I'm now reading The Brothers Karamazov, by Dostoevsky, and rejoicing over finding a place to go contra dancing every week.

Monday, May 12, 2008

Moving out and moving on

When many students move to college, they experience something we call "homesickness." Maybe they have never been away from home before; maybe they miss having someone take care of them. Perhaps they miss friends and family; perhaps they miss being at the top of the totem pole instead of at the bottom.

Being homesick the first few weeks at college is accepted, even expected. But what happens when you graduate from college?

All of your belongings are piled into a vehicle. Reams of paper are waiting in the recycling bin. Mounds of dirty laundry rest on top of desk lamps, computer cords, and a small rectancular piece of paper that says your college years have not been wasted.

It's time to drive away. For me, that time came last night about 9 o'clock. I was packed; I had checked out of my room; I had said farewell to friends and fellow graduates. As I pulled onto the interstate, a wave of something much like homesickness swept over me.

All I could think about were the empty windows of my college housing, the expanses of grass where we had snowball fights and lolled about in the spring sunshine, the labs where I worked until 5 a.m. finishing that last paper, the stage where I discovered a new passion, and the many faculty members and students who touched my life.

I am "homesick" for college in a very real way. I think it's natural to feel this way. I've spent four years of my life with these people, in this place. They are family to me, and it is home.

So now I have to ask myself the questions college freshman often ask: How do I move on from here? How do I keep the memories alive without dwelling in the past and missing out on the present? These are difficult questions that not even the many miles of dark, winding interstate are sufficient to answer.

Friday, May 9, 2008

To fill in the Gap

In the essay "Why I Write," George Orwell said,

"I do not think one can assess a writer's motives without knowing something of his early development. His subject matter will be determined by the age he lives in --at least this is true in tumultuous, revolutionary ages like our own-- but before he ever begins to write he will have acquired an emotional attitude from which he will never completely escape. It is his job, no doubt, to discipline his temperament and avoid getting stuck at some immature stage, in some perverse mood; but if he escapes from his early influences altogether, he will have killed his impulse to write."

In two days, I will graduate with a Bachelor of Arts in English and writing. 2008-2009 will be a gap year for me before I return to academia to pursue my Ph.D.

This blog is a exploration and a promise.

While I am absent from official academia, I intend to stay active mentally and engaged intellectually. The impulse to write has been a key aspect of my personal development. In many ways, I write to ask and answer the big questions in my life.

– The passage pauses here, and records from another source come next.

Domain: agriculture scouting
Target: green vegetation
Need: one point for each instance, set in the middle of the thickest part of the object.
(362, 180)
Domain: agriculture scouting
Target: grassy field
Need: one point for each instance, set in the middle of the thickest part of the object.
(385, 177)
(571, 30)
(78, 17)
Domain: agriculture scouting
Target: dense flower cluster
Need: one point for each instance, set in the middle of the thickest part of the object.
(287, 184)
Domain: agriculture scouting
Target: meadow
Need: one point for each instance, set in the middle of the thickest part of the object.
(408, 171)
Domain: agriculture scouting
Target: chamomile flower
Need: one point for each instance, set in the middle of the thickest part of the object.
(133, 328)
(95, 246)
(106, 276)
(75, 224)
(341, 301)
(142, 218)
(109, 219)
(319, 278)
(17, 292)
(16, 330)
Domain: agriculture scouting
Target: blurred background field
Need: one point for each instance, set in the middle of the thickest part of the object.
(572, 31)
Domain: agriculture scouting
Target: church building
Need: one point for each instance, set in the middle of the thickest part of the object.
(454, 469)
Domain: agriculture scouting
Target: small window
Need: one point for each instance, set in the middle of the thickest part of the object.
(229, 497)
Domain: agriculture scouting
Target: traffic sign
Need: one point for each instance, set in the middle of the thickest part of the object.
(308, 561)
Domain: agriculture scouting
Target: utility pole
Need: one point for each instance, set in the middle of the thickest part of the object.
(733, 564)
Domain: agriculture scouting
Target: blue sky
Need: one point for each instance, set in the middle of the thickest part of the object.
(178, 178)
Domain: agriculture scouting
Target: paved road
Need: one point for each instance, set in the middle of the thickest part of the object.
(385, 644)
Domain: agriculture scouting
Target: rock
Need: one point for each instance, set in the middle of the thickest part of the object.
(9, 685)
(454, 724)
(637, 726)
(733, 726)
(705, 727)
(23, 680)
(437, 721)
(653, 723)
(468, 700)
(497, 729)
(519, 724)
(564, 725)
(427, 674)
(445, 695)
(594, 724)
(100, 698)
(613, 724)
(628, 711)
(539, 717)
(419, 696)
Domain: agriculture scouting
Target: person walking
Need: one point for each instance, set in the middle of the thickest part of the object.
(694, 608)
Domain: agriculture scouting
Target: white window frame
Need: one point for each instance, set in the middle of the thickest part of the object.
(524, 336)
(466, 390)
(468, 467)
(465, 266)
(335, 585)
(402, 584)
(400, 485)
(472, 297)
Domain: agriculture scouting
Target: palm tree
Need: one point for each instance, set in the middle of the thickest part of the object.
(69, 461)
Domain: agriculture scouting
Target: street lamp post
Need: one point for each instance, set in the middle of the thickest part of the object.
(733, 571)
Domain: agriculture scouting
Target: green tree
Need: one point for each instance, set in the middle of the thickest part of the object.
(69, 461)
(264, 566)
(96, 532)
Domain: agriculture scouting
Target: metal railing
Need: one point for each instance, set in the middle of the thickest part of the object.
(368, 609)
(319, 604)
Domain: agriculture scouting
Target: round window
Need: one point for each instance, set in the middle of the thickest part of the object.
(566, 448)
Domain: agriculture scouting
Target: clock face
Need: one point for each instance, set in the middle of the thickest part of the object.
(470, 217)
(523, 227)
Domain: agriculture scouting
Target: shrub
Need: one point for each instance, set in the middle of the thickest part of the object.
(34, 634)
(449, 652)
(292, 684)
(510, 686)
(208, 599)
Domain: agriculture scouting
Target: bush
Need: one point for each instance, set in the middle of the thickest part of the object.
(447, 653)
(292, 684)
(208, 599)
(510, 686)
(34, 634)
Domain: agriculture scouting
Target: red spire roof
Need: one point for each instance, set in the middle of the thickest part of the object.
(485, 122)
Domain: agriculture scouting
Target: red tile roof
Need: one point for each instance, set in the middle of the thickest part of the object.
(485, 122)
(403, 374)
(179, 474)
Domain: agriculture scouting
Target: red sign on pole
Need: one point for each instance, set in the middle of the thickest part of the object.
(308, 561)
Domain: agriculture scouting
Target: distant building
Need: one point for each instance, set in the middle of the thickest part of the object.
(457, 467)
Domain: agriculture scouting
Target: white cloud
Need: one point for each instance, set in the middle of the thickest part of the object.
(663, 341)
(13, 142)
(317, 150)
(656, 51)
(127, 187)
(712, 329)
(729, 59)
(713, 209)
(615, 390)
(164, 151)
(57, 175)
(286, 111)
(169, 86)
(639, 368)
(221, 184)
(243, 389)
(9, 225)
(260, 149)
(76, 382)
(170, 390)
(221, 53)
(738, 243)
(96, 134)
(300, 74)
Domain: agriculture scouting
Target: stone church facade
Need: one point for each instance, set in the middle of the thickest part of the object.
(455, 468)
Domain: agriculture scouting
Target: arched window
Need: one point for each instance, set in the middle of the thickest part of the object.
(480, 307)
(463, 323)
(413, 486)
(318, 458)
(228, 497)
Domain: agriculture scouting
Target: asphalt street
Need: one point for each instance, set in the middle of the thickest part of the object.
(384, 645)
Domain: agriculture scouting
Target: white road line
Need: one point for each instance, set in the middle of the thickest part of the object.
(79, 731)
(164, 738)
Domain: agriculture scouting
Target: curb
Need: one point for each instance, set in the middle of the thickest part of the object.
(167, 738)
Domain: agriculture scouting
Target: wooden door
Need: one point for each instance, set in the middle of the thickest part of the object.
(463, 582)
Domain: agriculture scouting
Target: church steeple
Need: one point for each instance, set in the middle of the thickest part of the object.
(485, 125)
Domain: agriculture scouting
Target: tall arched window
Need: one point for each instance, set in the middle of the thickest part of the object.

But for me, writing is more than self-expression. It can trigger emotions, inspire new perspectives, and reinforce or challenge existing social conditions and norms. My aspiration, albeit a wild one, is to do most of these things. This blog is a vehicle for its beginning. Orwell also said,

"So long as I remain alive and well I shall continue to feel strongly about prose style, to love the surface of the earth, and to take a pleasure in solid objects and scraps of useless information."

His impulse and mine are very similar. Scraps of description, poetry, prose, book reviews, reflections on life, and much more are the paraphenalia of my brain that I toss out as the moment dictates. If you care to read along, I welcome your company.